COMMENTARY: The case for cancer (and why its supporters are rare and anonymous)

Monica Spees

Angry flames encircling that symbol of femininity — the bra — are normally a welcome sight for feminists and women’s activists everywhere. However, the flames that smothered the bras in front of Western Kentucky Diagnostic Imaging Center screamed a very different message from liberation and equality.

You may have heard that the night has a thousand eyes, but each of them seemed to have been shut or looking elsewhere when vandals slinked to the center on Oct. 31 and set the women’s bras ablaze.

The faceless vandals have probably never passed their mother tissues as she wept, terrified of going into surgery the next day. Nor have they waited in the kitchen as their mom helped their grandma unwrap herself so she could see her newly single-breasted chest. I would surmise that they have also not watched their mom’s radiation treatment live on a small television in a separate room. It’s unlikely they have quietly sobbed in their bunk bed on the night before the fourth grade spelling test, wondering if it’s the last test their mom will ever help them study for.

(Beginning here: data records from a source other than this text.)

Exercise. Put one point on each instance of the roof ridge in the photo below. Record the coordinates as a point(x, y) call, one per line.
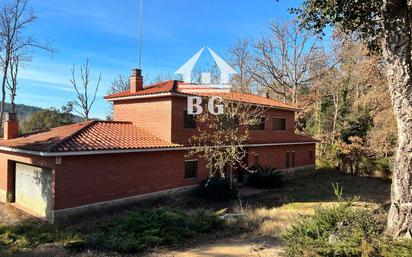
point(64, 140)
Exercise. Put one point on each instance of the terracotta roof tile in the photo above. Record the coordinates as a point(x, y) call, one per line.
point(246, 98)
point(89, 136)
point(184, 88)
point(161, 87)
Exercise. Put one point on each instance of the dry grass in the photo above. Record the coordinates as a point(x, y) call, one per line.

Other than ignorance, perhaps there is another reason the unidentified individuals devised scorching donated bras. Because men are more likely than women to commit arson, we can assume, for our purposes, that the culprits were men. Given their likely sex and target, they may have acted out in a rage of testosterone at having never seen a bra before. More likely, they have never seen a bra off of a woman before. If so, the many bras — frilly, lacy, granny, skimpy — strung up between large breast cancer ribbons did not intend to mock their bitterness and sexual frustration.

Squelched hormones aside, I can’t help but think what kind of message the vandals were trying to send. Let the ladies have their luncheons and charity races, let them get their yearly mammograms and present their breasts on a shelf like sacrificial lambs, let them circulate pamphlets with caricatures of contented women performing self breast exams, but hanging their bras on a faux close line is going too far?

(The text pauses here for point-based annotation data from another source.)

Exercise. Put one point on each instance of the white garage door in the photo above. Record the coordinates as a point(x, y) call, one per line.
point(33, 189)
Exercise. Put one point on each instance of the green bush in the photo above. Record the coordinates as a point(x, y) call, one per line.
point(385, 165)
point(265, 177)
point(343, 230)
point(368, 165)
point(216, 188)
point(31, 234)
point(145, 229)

Breast cancer is no joke, but women who have breast cancer can’t take themselves too seriously, or the emotional weight alone can wear them down to a sniveling, frightened wreck. Not to suggest that optimism is always easy or always an option, but sometimes a breast cancer survivor or patient needs bras hanging up beside the road to remind them of the time they went swimming at the lake and their fake boob slipped out of their bathing suit and floated beside them in the sun-sprinkled water.

The covert bra-burners didn’t quite grasp the squiggly line between commemoration and humor that is cancer survivors’ comfort. The vandals seem to have missed out on the enriching experiences of watching their mother cry over her discolored nipple after radiation and their eighty-nine-year-old grandma stiffly twist her torso in attempts to find a comfortable position with the artificial breast in the special bra.

Bras don’t always make people comfortable.

Monica Spees

Paducah junior

This commentary doesn’t necessarily represent the views of the Herald or the university.